LLEGÓ EL DÍA

Cogió la botella por el cuello con la fuerza de un estrangulador fuera de sí y la guardó con rapidez para evitar tentaciones, soltándola dentro del armario como si le quemara en las manos. Se preparó un café doble estrujando la cápsula con más fuerza de la necesaria. Un olor agradable le reconfortó mientras miraba atontado como la taza se iba llenando. El café siempre estuvo de su parte. Volvió a mirar la hora. Las nueve y tres.
Se plantó frente al ventanal. La cucharilla sobre el plato tintineaba. El café estuvo a punto de derramarse antes de que diera el primer sorbo. Era incapaz de controlar aquel temblor, una especie de combinación entre ansiedad por beber e inquietud por lo que pudiera pasar a partir de esa mañana. Frente a él se extendía Barcelona. El día nacía y él se la jugaba. O todo o nada.
El director de comunicación de la editorial había propuesto aquel día para el lanzamiento y le pareció bien. Últimamente todo le parecía bien, como si fuera mejor no hacer cálculos ni especulaciones y dejar todo en manos del azar. ¿Qué más daba un día que otro? ¿Acaso todos los éxitos se han publicado el mismo día?

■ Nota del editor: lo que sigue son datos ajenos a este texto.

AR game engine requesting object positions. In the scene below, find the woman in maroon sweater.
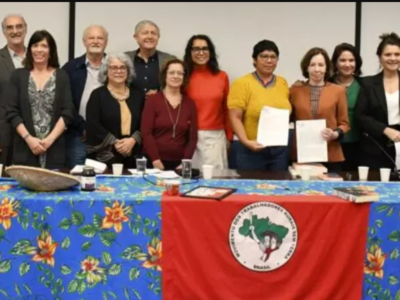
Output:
[141,59,197,170]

Sorbió café y se secó los labios con los dedos. Notó suave su barbilla. Se acababa de afeitar. Hacía meses que no lo hacía. Se acarició la cara mientras miraba la torre Glòries al fondo de un cuadro que, a pesar de ser su habitual paisaje, aquel día parecía nuevo para él. Sobrio, afeitado y disfrutando de la belleza del edificio de Nouvel que siempre le dejó indiferente. Todo podría cambiar; para bien o para mal. La moneda giraba en el aire. Sorbió un último trago y una gota de café le cayó en la corbata. Mal empezamos.